Wednesday, September 23, 2015
LAST OF THE MOHICANS (REVISITED)
And he's also one of the most consistently great film actors in movie history. Unlike Brando—or his closest (more contemporary) competitor Johnny Depp, who push the limits of a character until they're doing things you never saw an actor do before (and often come off looking like fools or even "bad" actors though always original), Day-Lewis so completely embodies the character he's playing nothing he does seems unnatural, or even unexpected, yet everything seems so extraordinarily particular each character is as individually unique as any real person is.

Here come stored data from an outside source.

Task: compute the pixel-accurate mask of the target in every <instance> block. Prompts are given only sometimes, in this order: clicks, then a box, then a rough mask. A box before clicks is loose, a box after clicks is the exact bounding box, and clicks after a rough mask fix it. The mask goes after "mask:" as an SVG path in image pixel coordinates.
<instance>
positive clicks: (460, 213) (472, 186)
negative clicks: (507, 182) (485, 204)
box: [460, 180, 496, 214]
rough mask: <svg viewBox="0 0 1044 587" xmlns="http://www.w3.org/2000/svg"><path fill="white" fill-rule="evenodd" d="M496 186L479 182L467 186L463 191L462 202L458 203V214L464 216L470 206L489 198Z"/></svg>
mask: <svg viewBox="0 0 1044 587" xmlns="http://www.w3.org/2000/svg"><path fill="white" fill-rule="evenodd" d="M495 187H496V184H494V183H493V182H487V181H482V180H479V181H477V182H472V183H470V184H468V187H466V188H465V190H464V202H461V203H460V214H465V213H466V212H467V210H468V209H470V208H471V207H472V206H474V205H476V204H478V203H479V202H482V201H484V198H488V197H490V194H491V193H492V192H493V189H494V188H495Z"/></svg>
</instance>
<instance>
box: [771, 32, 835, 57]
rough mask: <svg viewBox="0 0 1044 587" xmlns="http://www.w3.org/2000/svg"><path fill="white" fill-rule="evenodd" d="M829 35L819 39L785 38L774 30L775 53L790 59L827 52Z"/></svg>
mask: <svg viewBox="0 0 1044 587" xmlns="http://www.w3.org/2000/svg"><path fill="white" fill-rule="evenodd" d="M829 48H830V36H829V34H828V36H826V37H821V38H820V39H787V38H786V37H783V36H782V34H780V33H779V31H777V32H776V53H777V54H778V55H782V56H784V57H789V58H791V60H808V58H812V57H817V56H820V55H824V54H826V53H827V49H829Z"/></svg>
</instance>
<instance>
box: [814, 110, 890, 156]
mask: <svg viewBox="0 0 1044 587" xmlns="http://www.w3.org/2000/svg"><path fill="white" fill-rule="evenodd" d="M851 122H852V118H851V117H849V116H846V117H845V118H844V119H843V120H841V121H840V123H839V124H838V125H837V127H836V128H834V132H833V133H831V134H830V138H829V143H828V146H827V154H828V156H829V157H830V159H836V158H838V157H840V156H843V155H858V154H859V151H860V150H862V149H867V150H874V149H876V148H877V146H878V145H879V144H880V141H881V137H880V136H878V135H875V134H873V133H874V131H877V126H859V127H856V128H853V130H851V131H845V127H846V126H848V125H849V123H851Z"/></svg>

I said that better when explaining to someone over dinner why I loved his acting, including in THE LAST OF THE MOHICANS. But everything about this movie works, all the acting (Madeleine Stowe was never more beautiful or grounded and Wes Studi perfectly embodies one of the greatest film villains ever) and the directing and writing, the camera work and editing (those vistas, those faces) even the score (it still moves me the way classic Hollywood scores can).
But it's Day-Lewis's film and he pulls it off so well I never doubt when I'm watching it that he really is running through forests and up mountainsides like a native to that landscape, or loading powder and "ball" into an old musket while on the run or acting and speaking like a white man raised by a Mohican father in colonial "America" would.